Al pie de la escalera se veía una gran concha rosada entre los fragmentos de lo que había sido la fuente de la señorita Barry, y arriba de la escalera se hallaba un aterrorizado Davy, observando con ojos muy abiertos los desperfectos.
—Davy —dijo Marilla animosamente—, ¿tiraste esa concha a propósito!
—No, juro que no —sollozó Davy—. Sólo estaba aquí arrodillado, quietecito, mirándoles a través de la barandilla y mi pie dio contra esa cosa y la empujó. Y tengo mucha hambre... y me gustaría que me dieran una buena tunda en vez de mandarme siempre arriba y que me pierda todo lo bueno.
—No culpen a Davy —dijo Ana recogiendo los fragmentos con dedos temblorosos—. Fue culpa mía. Dejé la fuente allí y me olvidé. Estoy convenientemente castigada por mi descuido, pero, ¡oh!, ¿qué dirá la señorita Barry?
—Bueno, tú sabes que sólo la había comprado, de modo que no es lo mismo que si la hubiera heredado —dijo Diana tratando de consolarla.

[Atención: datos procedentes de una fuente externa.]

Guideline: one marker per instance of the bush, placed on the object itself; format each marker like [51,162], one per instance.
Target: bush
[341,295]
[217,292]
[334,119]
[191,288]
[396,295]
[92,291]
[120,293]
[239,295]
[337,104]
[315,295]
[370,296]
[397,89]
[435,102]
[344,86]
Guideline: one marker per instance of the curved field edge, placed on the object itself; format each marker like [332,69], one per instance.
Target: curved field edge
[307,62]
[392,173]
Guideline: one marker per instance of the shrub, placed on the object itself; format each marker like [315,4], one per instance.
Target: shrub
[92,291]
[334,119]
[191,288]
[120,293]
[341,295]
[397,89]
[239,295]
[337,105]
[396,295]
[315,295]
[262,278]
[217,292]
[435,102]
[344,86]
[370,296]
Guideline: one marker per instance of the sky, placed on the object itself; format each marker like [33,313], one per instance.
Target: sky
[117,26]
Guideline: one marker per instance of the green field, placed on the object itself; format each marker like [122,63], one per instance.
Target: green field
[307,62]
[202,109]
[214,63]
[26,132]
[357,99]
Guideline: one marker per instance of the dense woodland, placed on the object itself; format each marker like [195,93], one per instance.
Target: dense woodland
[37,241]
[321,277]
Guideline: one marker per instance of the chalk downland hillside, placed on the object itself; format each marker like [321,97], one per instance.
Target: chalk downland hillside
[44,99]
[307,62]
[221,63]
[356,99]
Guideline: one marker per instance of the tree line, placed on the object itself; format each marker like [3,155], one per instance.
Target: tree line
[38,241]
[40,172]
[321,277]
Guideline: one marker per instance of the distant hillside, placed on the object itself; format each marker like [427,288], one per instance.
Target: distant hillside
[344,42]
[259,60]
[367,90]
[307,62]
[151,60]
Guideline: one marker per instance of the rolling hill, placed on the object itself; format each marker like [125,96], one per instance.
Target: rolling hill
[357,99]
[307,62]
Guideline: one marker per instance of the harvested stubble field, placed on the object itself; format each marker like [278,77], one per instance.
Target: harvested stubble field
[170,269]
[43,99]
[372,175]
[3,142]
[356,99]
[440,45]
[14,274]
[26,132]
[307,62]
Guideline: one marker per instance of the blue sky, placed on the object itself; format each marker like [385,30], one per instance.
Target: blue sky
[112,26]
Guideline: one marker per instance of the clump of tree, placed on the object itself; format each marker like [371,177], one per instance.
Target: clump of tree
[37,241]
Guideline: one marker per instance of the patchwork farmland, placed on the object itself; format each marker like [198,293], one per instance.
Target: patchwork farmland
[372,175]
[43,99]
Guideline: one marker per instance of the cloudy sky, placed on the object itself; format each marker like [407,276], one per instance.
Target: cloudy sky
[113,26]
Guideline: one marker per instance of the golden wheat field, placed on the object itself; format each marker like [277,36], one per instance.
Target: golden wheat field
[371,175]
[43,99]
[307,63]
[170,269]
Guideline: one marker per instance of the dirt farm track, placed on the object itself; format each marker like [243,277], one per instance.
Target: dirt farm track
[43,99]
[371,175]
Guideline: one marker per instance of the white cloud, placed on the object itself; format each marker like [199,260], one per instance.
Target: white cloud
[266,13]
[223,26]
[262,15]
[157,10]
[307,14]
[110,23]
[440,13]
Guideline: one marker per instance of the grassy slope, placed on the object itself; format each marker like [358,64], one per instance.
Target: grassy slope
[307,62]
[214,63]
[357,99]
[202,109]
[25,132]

Los invitados se retiraron poco después, comprendiendo con todo tacto que era lo mejor que podían hacer. Diana y Ana lavaron los platos hablando menos que de costumbre. Luego Diana se fue a su casa con un gran dolor de cabeza y Ana con otro a su buhardilla, donde se quedó hasta el atardecer, cuando Manila regresó de la oficina de correos con una carta de Priscilla escrita el día anterior. La señora Morgan se había torcido un tobillo y no podía dejar su habitación.

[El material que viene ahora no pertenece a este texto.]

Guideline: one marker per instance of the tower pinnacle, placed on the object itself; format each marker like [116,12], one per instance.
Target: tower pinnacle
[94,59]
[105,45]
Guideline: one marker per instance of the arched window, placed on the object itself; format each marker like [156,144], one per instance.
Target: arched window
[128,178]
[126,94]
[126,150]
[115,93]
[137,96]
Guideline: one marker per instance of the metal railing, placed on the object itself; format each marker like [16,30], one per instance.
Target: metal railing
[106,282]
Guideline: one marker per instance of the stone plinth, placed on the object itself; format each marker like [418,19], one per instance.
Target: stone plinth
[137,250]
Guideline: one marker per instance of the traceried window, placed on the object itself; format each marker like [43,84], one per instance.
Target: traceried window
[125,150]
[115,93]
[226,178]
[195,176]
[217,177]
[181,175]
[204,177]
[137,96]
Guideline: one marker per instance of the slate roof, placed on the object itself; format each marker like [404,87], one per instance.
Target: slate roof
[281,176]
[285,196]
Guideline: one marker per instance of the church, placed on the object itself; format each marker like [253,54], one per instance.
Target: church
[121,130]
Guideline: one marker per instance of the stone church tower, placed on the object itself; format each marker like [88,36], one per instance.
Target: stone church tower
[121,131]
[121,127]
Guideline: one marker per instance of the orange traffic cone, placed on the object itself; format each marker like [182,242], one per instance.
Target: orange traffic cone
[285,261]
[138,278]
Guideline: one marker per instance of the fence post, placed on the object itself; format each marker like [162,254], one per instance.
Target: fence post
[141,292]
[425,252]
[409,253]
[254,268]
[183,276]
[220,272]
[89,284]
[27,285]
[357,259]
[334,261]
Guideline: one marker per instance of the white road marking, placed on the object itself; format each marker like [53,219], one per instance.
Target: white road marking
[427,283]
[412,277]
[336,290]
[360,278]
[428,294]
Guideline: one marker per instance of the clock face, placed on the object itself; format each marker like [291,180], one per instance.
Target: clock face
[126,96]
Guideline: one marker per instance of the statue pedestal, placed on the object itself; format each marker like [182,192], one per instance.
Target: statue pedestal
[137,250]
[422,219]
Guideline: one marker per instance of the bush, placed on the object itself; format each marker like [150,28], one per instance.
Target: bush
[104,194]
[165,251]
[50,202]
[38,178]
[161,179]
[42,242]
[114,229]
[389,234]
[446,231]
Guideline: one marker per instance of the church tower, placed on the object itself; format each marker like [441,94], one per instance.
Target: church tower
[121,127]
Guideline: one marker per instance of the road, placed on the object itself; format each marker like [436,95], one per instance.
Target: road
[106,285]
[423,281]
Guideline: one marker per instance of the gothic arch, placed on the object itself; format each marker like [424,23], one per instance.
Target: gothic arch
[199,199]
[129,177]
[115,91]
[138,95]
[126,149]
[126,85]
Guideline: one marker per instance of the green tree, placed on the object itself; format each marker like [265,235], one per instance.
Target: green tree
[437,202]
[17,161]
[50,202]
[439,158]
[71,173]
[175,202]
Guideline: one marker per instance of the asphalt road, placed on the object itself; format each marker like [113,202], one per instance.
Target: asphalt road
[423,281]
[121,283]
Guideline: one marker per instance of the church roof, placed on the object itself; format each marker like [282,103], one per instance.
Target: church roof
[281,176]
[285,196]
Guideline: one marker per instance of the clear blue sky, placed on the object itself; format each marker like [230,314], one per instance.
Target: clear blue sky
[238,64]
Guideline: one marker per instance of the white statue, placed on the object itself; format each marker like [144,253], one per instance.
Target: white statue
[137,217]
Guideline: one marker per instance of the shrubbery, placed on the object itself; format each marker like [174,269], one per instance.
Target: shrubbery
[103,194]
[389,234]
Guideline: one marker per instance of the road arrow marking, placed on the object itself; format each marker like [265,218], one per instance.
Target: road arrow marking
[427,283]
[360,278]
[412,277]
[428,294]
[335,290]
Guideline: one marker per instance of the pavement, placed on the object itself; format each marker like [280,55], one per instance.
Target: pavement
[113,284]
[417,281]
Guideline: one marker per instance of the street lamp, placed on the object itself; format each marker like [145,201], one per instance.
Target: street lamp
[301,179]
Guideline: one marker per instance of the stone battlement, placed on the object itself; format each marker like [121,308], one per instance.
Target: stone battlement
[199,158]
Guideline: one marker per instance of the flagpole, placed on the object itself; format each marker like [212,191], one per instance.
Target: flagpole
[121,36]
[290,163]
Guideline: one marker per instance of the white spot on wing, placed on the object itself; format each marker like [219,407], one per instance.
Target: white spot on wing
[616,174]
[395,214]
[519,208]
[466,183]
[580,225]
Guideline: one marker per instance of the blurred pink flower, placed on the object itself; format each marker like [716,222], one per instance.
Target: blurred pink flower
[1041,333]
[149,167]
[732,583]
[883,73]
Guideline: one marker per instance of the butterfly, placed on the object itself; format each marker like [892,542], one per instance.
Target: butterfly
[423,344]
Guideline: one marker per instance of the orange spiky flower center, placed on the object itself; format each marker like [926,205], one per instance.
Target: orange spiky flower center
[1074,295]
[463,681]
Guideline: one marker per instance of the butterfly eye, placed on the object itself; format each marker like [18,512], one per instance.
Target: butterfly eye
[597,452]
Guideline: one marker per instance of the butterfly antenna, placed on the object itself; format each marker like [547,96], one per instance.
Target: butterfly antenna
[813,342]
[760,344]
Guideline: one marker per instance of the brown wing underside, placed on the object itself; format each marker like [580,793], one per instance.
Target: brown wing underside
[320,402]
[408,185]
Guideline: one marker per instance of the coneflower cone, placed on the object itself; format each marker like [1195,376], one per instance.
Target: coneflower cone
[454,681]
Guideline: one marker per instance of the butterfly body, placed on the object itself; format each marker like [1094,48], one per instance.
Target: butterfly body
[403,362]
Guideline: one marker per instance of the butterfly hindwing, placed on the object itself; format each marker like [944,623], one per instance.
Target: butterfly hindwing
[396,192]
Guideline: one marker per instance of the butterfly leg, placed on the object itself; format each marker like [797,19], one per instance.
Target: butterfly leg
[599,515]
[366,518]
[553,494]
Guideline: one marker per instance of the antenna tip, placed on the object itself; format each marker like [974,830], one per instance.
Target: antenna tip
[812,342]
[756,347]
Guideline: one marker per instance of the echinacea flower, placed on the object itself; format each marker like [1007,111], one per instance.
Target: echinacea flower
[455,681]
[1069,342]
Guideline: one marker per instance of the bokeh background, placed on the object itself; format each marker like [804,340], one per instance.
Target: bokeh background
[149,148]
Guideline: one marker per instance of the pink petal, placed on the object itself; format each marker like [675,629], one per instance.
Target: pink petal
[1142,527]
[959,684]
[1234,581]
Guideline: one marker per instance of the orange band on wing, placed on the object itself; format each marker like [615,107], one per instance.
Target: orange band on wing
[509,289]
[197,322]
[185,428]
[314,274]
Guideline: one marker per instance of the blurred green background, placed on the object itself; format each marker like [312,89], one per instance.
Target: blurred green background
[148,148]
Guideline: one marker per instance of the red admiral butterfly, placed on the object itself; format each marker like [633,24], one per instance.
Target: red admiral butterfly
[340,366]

«Y, ¡oh!, querida Ana —escribía Priscilla—, estoy tan apenada, porque temo que ahora no podamos ir a "Tejas Verdes", pues cuando tía se restablezca del tobillo, tendrá que regresar a Toronto. Debe estar allí en una fecha determinada.»

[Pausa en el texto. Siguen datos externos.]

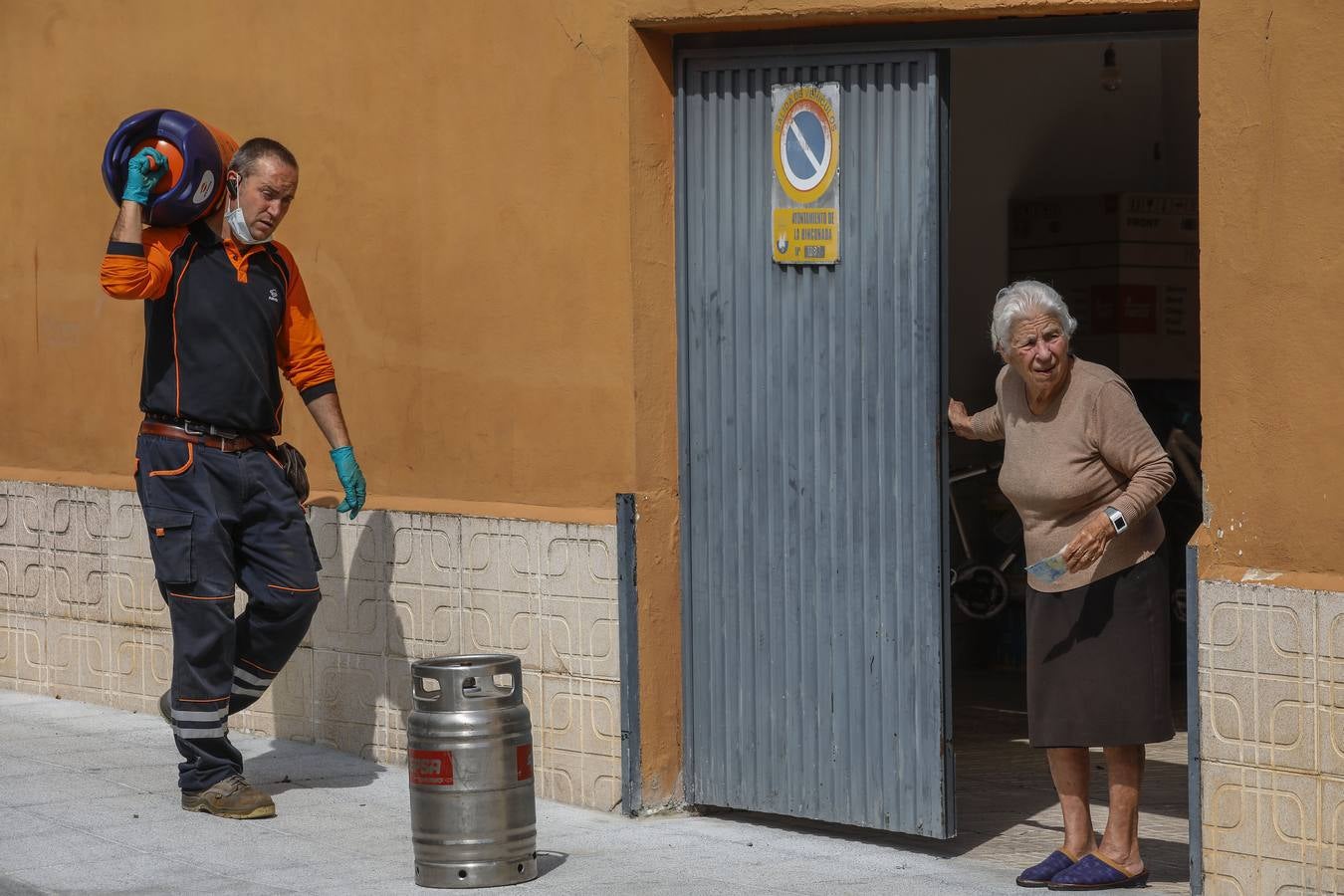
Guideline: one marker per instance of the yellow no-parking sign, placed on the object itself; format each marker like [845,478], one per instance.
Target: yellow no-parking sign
[805,199]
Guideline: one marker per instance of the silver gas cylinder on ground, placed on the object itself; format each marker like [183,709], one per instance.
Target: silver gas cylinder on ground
[469,754]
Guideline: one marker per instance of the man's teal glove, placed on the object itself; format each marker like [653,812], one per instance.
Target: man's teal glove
[351,479]
[142,173]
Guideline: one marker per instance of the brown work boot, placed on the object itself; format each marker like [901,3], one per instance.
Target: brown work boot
[230,798]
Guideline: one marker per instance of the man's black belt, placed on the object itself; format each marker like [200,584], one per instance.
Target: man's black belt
[203,434]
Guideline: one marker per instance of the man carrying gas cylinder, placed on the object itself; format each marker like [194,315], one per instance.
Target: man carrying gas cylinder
[226,312]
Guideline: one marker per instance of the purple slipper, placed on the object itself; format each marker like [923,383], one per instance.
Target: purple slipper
[1095,872]
[1045,871]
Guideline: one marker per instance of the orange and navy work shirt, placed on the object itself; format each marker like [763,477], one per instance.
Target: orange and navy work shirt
[222,323]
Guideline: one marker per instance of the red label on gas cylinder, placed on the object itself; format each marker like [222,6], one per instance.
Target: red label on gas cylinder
[430,766]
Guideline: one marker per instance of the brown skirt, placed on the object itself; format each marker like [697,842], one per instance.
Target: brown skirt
[1098,661]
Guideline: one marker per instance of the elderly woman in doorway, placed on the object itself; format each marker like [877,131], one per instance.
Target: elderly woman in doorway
[1085,473]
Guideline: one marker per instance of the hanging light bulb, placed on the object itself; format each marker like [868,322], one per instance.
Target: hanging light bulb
[1109,70]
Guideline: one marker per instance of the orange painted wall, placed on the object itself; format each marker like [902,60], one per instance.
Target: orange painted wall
[486,222]
[1271,169]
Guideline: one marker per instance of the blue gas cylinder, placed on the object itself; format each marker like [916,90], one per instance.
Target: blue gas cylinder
[196,153]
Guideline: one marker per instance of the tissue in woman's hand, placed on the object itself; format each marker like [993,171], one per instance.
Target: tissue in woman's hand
[1048,569]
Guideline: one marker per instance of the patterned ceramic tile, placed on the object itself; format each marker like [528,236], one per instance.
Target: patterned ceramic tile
[83,614]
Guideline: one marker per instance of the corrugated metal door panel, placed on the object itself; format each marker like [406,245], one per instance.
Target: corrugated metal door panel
[810,487]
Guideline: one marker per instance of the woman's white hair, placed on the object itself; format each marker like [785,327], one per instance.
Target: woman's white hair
[1020,301]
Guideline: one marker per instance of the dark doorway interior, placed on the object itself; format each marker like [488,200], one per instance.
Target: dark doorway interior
[1032,123]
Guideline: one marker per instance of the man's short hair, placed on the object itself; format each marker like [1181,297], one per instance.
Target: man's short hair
[252,152]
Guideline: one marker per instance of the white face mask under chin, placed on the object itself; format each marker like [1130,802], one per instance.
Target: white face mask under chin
[238,225]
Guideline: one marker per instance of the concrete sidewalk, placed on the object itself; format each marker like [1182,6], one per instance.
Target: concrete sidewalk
[89,803]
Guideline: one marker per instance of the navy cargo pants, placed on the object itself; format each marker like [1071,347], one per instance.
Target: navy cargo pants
[218,519]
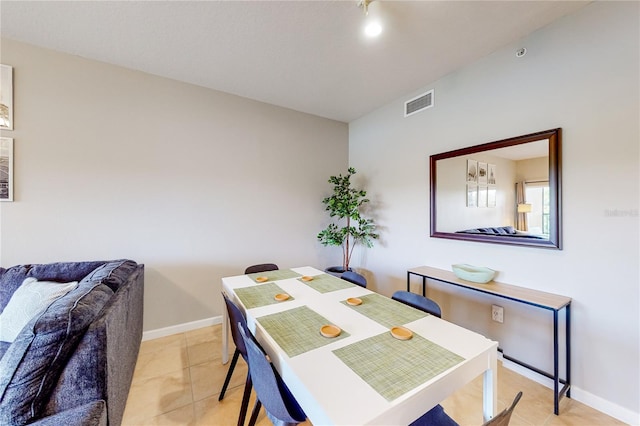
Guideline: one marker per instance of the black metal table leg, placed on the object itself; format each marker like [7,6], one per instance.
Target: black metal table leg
[568,345]
[556,372]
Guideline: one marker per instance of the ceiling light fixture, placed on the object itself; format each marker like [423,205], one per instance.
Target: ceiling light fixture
[373,23]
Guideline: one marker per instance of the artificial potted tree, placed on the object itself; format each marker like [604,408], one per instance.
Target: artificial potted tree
[350,226]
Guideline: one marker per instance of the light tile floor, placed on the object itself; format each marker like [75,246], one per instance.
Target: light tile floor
[178,379]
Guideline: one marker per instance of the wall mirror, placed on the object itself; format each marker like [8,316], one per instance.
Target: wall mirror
[503,192]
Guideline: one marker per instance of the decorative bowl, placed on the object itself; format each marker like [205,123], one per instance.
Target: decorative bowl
[476,274]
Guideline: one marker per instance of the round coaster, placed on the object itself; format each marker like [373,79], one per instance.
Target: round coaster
[330,330]
[401,333]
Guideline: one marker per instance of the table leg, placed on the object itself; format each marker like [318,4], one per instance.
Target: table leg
[225,333]
[556,369]
[568,347]
[490,389]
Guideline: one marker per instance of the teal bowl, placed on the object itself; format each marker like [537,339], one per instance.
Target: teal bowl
[476,274]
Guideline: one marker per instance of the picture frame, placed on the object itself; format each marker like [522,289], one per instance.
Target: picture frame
[482,173]
[6,97]
[472,195]
[491,196]
[491,178]
[6,169]
[472,171]
[482,196]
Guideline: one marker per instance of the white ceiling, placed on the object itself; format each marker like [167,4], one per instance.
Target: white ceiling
[309,56]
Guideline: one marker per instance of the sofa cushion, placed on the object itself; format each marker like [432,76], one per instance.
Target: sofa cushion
[12,278]
[29,300]
[3,348]
[31,366]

—Bueno —suspiró Ana dejando la carta sobre el rojo escalón de piedra de la puerta del patio, donde se hallaba sentada mientras caía el crepúsculo—. Siempre pensé que era demasiado bueno para que resultara verdad. Pero vaya... estas palabras suenan tan pesimistas como si fueran de Eliza Andrews, y estoy avergonzada de haberlas pronunciado. Después de todo no era demasiado bueno para ser verdad... cosas tan buenas como ésa se convierten en realidad para mí a cada rato. Y supongamos que los acontecimientos de hoy tienen también su lado gracioso. Quizá cuando Diana y yo seamos viejas y grises, nos podamos reír al recordarlos. Pero no creo que pueda hacerlo antes de esa época, porque en verdad ha sido una amarga desilusión.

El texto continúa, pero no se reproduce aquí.